A SaaS-first Kubernetes Operations Platform with enterprise-class scalability, zero-trust security and interoperability for managing applications across public clouds, data centers & edge.

SaaS First¶

Realize all the benefits of the cloud including instant scalability, automatic updates and the lowest TCO for Kubernetes management with a SaaS-first Kubernetes Operations Platform (KOP). Companies requiring air-gapped deployments for compliance and regulatory reasons can deploy the KOP controller on-premises.

Multi-Tenancy¶

Every enterprise has multiple teams, business units and sometimes even multiple production environments. Single cluster, Kubernetes cluster level multi tenancy using namespaces does not work for multi cluster and complex organizations.

Organizations¶

Enterprises can optionally use completely separate Orgs (aka tenants) ensuring complete isolation. Authorized users can seamlessly switch between different Organizations with the click of a button. An Org can host multiple projects.

Projects¶

Enterprises can use Projects to implement "isolation boundaries" within their organization across "different operating environments", "different business units" etc. A project can host multiple Kubernetes clusters.

Zero Trust Architecture¶

The controller does not require inbound access to Kubernetes clusters running in your infrastructure for anything. As a result, organizations do not need to poke holes in firewalls or set up SSH access or reverse-tunnels for provisioning, ongoing operations and troubleshooting.

Mutual Authentication¶

Nothing is implictly trusted. All communication is performed over mutually authenticated, strongly encrypted communication channels.

Fine Grained RBAC¶

Support for fine grained roles providing the means for organizations to manage "who can access what"

Separation of Duties¶

Organizations can establish and implement clear separation of duties across functions.

MFA and SSO¶

Seamless integration with enterprise-class MFA and Identity Providers (IdPs) such as Okta, Ping One, AzureAD etc ensuring users are strongly authenticated before they can access the clusters

Zero-Trust Kubectl¶

Empower operations and development teams to easily access clusters via kubectl while complying with regulatory and governance requirements -- enforced via easy RBAC configuration. All access is audited, and DOES NOT require inbound firewall rules.

Audit Trail¶

An audit trail is maintained for every action performed by authenticated and authorized users. Organizations can optionally sync the audit logs with their preferred SIEM platform such as Splunk etc. to provide security teams with the visibility they require.

Fleet Management¶

Why manage clusters one by one? It is time-consuming and prone to errors that result in non-standard environments. You can now manage your fleet of Kubernetes clusters in one place. Create, deploy, operate, monitor, upgrade and retire 1 or 1,000+ clusters just as easily across any number of multiple, heterogeneous regions, clouds and environments.

Multi-Cluster Management¶

Deploy, manage and upgrade your Kubernetes clusters from a single console across all of your on-premises, bare metal, cloud, and edge environments.

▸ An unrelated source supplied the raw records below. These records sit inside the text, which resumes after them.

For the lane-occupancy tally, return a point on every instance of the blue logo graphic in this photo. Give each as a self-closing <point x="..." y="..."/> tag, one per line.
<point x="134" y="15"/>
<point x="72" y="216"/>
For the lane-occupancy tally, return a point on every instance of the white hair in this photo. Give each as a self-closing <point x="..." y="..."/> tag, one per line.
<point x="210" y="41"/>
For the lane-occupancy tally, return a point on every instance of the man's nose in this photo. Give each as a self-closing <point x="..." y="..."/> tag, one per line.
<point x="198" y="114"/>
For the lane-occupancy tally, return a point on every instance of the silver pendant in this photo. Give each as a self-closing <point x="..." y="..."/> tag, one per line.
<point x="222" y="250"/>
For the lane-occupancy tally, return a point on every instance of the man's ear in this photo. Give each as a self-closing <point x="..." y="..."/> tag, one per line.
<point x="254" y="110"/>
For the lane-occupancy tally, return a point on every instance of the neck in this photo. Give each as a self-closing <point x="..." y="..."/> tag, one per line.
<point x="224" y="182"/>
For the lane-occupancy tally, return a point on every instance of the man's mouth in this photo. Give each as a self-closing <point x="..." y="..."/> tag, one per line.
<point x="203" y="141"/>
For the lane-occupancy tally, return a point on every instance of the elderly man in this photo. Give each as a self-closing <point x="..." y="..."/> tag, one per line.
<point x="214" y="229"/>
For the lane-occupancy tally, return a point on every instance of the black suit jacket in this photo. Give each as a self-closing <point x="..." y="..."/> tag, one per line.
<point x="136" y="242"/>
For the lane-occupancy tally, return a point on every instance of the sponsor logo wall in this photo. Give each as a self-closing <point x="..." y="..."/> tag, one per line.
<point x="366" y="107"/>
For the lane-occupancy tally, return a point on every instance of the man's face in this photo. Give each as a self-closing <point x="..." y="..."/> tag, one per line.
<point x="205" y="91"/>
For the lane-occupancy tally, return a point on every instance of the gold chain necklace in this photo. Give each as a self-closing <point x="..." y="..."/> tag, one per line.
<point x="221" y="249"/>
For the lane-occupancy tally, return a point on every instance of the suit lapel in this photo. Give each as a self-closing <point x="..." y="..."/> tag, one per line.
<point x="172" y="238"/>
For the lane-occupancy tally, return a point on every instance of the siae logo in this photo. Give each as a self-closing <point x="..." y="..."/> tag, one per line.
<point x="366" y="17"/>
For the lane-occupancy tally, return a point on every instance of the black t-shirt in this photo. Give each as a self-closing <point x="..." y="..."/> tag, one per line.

Automated Lifecycle Management¶

Users can quickly provision and start using CNCF-compliant Kubernetes clusters in any environment. Cluster updates and upgrades are seamless with no downtime.

Standardization¶

Create and easily apply cluster blueprints so it’s easy to standardize your Kubernetes clusters deployed across clouds, data centers and the edge.

Integrated Monitoring¶

Use integrated dashboards for monitoring and visibility into all Kubernetes resources across the entire fleet of clusters.

All k8s Distributions¶

Do not get locked into a single Kubernetes distribution across clouds. Organizations should be able to use GKE in GCP, AKS in Azure, Upstream Kubernetes for their data centers and EKS in AWS. Avoid vendor lock-in and preserve your company’s ability to deploy, manage & move containerized workloads between cloud, data center, and the edge.

Ecosystem Integrations¶

Kubernetes deployments can’t be considered enterprise-class without integrating them with the Kubernetes, security and governance systems enterprises are standardized on. Use turnkey integrations with Okta, AzureAD, Jenkins, Hashicorp Terraform & Vault, Datadog and a number of others that are just a few clicks away.